Harborplace moved one step closer to a long-promised rebuild, but cranes are not coming to the Inner Harbor yet. Before construction can start this fall on the 3.2-acre site, MCB Real Estate still has to work through the permit process and prepare the first road changes, including traffic shifts, lane realignments and signal upgrades.
The project has become a test of whether downtown Baltimore can revive its waterfront without losing the public space that made Harborplace famous. The redevelopment has been described as a roughly $900 million plan, with some coverage putting the price closer to $1 billion, and it would add about 900 residential units, two harborside apartment towers, floating wetlands, a two-tiered promenade, park space and a 2,000-seat amphitheater. Gensler Baltimore is part of the design team.

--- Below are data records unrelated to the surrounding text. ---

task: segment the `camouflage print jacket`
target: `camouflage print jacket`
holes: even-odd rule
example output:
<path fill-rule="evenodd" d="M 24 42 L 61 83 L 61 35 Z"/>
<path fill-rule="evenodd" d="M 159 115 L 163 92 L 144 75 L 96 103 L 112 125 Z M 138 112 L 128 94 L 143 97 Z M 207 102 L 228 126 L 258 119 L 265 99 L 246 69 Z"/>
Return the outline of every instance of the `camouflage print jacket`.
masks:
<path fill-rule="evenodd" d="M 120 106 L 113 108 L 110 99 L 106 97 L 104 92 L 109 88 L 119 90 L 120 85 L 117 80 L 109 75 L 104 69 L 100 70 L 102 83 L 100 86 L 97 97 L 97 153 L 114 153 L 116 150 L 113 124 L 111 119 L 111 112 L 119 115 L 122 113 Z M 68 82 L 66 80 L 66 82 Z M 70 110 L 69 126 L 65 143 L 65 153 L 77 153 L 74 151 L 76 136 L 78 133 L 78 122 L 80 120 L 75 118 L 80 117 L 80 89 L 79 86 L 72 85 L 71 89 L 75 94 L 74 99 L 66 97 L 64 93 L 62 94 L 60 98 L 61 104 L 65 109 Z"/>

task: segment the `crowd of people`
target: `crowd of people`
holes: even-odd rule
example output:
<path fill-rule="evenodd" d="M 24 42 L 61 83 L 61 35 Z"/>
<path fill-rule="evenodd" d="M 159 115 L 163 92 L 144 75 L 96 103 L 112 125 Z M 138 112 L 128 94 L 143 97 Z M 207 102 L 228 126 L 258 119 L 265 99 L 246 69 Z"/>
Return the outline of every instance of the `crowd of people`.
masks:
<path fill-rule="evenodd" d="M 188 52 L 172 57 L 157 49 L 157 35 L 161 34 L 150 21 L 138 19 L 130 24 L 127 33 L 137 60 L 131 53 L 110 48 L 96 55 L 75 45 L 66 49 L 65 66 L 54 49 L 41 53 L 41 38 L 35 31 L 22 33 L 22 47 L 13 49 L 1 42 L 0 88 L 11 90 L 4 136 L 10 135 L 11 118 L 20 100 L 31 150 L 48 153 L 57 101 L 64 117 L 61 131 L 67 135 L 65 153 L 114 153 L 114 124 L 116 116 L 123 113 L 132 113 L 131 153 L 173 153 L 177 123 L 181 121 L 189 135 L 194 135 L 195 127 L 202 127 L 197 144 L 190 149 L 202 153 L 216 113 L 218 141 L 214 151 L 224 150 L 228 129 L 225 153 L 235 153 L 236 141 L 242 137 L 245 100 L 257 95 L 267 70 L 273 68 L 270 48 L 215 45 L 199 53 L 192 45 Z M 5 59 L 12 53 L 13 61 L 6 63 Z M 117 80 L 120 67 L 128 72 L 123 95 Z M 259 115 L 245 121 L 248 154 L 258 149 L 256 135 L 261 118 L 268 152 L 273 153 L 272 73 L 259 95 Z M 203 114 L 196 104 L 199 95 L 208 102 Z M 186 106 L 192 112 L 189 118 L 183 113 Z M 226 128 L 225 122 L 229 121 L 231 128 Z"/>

The site’s long arc helps explain why the stakes are so high. Harborplace opened on July 2, 1980, as a signature part of the waterfront revival associated with James Rouse and The Rouse Company. After years of decline, it entered receivership in 2019, and MCB Real Estate bought it in 2022. Baltimore’s Planning Commission and City Council approved zoning changes in 2024 that removed height limits and allowed residences and parking, clearing a major legal hurdle for a project that could stretch across a broader waterfront vision described as about 4.5 acres.

MCB says the redevelopment remains on track to break ground by the end of the year, but that is still a promise, not a building site. Earlier timelines pointed to a fall 2026 start, and the most optimistic completion date now being discussed is 2031 at the earliest. That gap matters for downtown businesses, workers and convention traffic that depend on a busy Inner Harbor, especially if another delay leaves the waterfront in limbo for years longer.
Not everyone believes the plan solves Baltimore’s deeper problems. Michael Brassert, co-founder of the Inner Harbor Coalition, has argued that the current proposal is not the right answer and that the city is not ready for a project of this scale. Critics have also warned that a development with towers and hundreds of apartments could privatize or deaden a cherished public space rather than restore it.

Visit Baltimore’s new president and CEO, Kireem Swinton, who became permanent leader on April 1, said the goal is an activated space where people linger, shop and return. That is the scoreboard now for Harborplace: approvals won, permits still pending, and a waterfront future that will be judged by whether Baltimore can turn a symbolic landmark back into an everyday destination.